1TTotal Params
32BActive / Token
256KContext Window
INT4Native Quant
Moonshot shipped Kimi K2.6 on April 20, 2026 — and unlike every "open-source" LLM release in the last year, this one is actually useful if you care about agents, not just chatbots.
I spent the morning reading the model card, watching teardown threads, and pulling the weights from Hugging Face. The TL;DR: it's the first open-weight model where the multi-step agent story is competitive with Opus and GPT-5. The pure single-turn reasoning still trails. Whether that matters to you depends entirely on what you actually build.
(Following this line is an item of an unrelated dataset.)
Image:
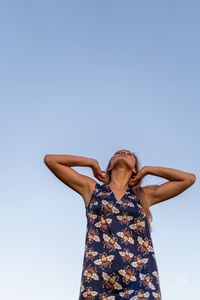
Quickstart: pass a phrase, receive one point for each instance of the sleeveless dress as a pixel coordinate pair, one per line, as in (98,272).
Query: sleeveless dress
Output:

What's actually under the hood
The architecture is a Mixture-of-Experts, which means the 1 trillion parameters are just the storage cost. At inference time, only 32 billion wake up per token — the rest stay dormant. That's the trick that makes it runnable at all.
- 384 experts total — 8 routed per token, 1 shared that always fires
- Multi-head Latent Attention (MLA) — the same approach DeepSeek used, cuts KV-cache memory hard
- SwiGLU activations, MuonClip optimizer — nothing exotic, just battle-tested parts
- Native INT4 — they trained with Quantization-Aware Training from the start, so the 4-bit version isn't a downgrade, it is the model
Weight file sits at roughly 594 GB. That's not a typo. You're not running this on your MacBook.
FIG 1 · MoE routing: 8 active experts per token + 1 shared
Reality check
On a pair of H100s you won't run this. Full production needs 8× H100 or H200 GPUs. A cut-down INT4 variant fits on 4× H100 with reduced context. Consumer hardware? You'll see 1–7 tokens/sec — technically working, practically useless.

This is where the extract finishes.